Increasingly, however, there’s been a growing number of short-term lets in recent years – where the duration can be anything from a matter of days up to six months.

What is a short-term let in the UK?

One measure used to define a short-term let is that it fails to meet the minimum duration required for the more common AST of six months. A short-term let – by this definition – is simply one that endures for less than six months.

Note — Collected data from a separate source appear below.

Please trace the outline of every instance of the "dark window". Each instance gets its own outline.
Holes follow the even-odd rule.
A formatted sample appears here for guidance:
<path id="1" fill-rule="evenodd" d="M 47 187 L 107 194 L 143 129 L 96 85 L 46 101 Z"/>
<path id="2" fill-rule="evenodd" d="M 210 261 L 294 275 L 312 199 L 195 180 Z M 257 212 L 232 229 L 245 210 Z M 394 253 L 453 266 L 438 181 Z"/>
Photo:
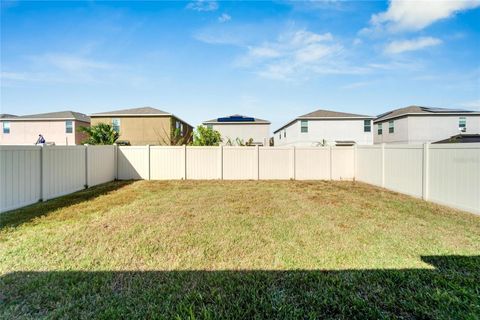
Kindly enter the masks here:
<path id="1" fill-rule="evenodd" d="M 3 133 L 4 134 L 10 133 L 10 121 L 3 121 Z"/>
<path id="2" fill-rule="evenodd" d="M 363 120 L 363 132 L 371 132 L 371 131 L 372 131 L 372 121 Z"/>
<path id="3" fill-rule="evenodd" d="M 466 132 L 467 131 L 467 118 L 465 118 L 465 117 L 458 118 L 458 129 L 461 132 Z"/>
<path id="4" fill-rule="evenodd" d="M 383 128 L 381 123 L 377 124 L 377 133 L 378 135 L 382 135 L 383 133 Z"/>
<path id="5" fill-rule="evenodd" d="M 300 132 L 308 132 L 308 120 L 302 120 L 300 122 Z"/>
<path id="6" fill-rule="evenodd" d="M 393 120 L 388 121 L 388 133 L 394 133 L 395 132 L 395 124 L 393 123 Z"/>
<path id="7" fill-rule="evenodd" d="M 120 133 L 120 119 L 112 119 L 112 129 Z"/>
<path id="8" fill-rule="evenodd" d="M 65 121 L 65 132 L 73 133 L 73 122 L 70 120 Z"/>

There are numerous examples:

Holiday homes

You might have invested in a property specifically for use as a second home; when you’re not using it as such, however, you might decide to make it available to other holidaymakers or paying guests as a short-term let;

Holiday lets

Another scenario would be investing in property specifically intended for letting to visiting holidaymakers and paying guests. Apprehension around travelling abroad and platforms such as Airbnb have increased demand for this type of let. Airbnb has attracted criticism for its alleged damage to the broader private rental sector (PRS) and the detriment of tenants looking for the security of longer-term tenancies. However, Airbnb did respond to this by issuing a statement of the overall benefits of their involvement in the PRS.

Serviced accommodation

This is where the full range of amenities and facilities such as cleaning and housekeeping is provided within the terms of the tenancy – can be short-term or long-term;

The Association of Serviced Apartment Providers (ASAP) maintains standards and a code of practice with which accredited members agree to comply.

Self-contained annexes

As the thirst for ‘staycation’ accommodation has surged, other property types have been repurposed as short-term lets – including self-contained annexes to regular residences.

The insurance implications of a short-term let

It’s evident that an array of different property types can be short-term lets. This is good news for both the property owners and the holidaymakers searching for short-term accommodation.

But the sheer range and choice of types of accommodation also have a critical bearing on the insurance used to safeguard the respective properties. Quite simply, the insurance must meet the purpose or purposes for which the property is used. If it is ever used as a short-term let, this must be recognised by the particular form of insurance policy that protects it against loss or damage.

Short-term lets may need to be covered by specialist insurance such as Airbnb or holiday home insurance.

Can I use holiday home accommodation for an Airbnb let?

If you plan on becoming an Airbnb host, it is important to speak to your insurance provider to check whether you’ll still be covered. Some insurance providers may allow you to extend your policy to cover this, whereas others may refuse to cover you.

The specialist insurance you arrange for your short-term let must match the actual use of the property – different types of property may require appropriate alternative insurance.

Will my home insurance cover a self-contained holiday annexe?

The same reasoning applies to any attempt to use your existing home insurance when a self-contained holiday annexe is the subject of a short-term let. You may not be able to extend your home insurance to cover the additional risks of a holiday annexe, so make sure to check with your current provider.

What does short-term let insurance cover?

Subject to those restrictions and requirements, you will nevertheless recognise the principal elements of any short-term let property insurance in that it typically covers:

  • The structure and fabric of the building itself;
  • Any contents of the let property;
  • An element of compensation for loss of rental income following an insured event that renders the property temporarily uninhabitable and unlettable pending repairs and reinstatement; and
  • Third-party liability indemnity insurance to safeguard your role as a landlord in the event of injuries or property damage sustained by your tenants, neighbours, or members of the public.


Getting the correct type of insurance for your short-term let is critical, so make sure you understand what type of let yours is. If you’re unsure, always speak to your insurance provider, who will be happy to help.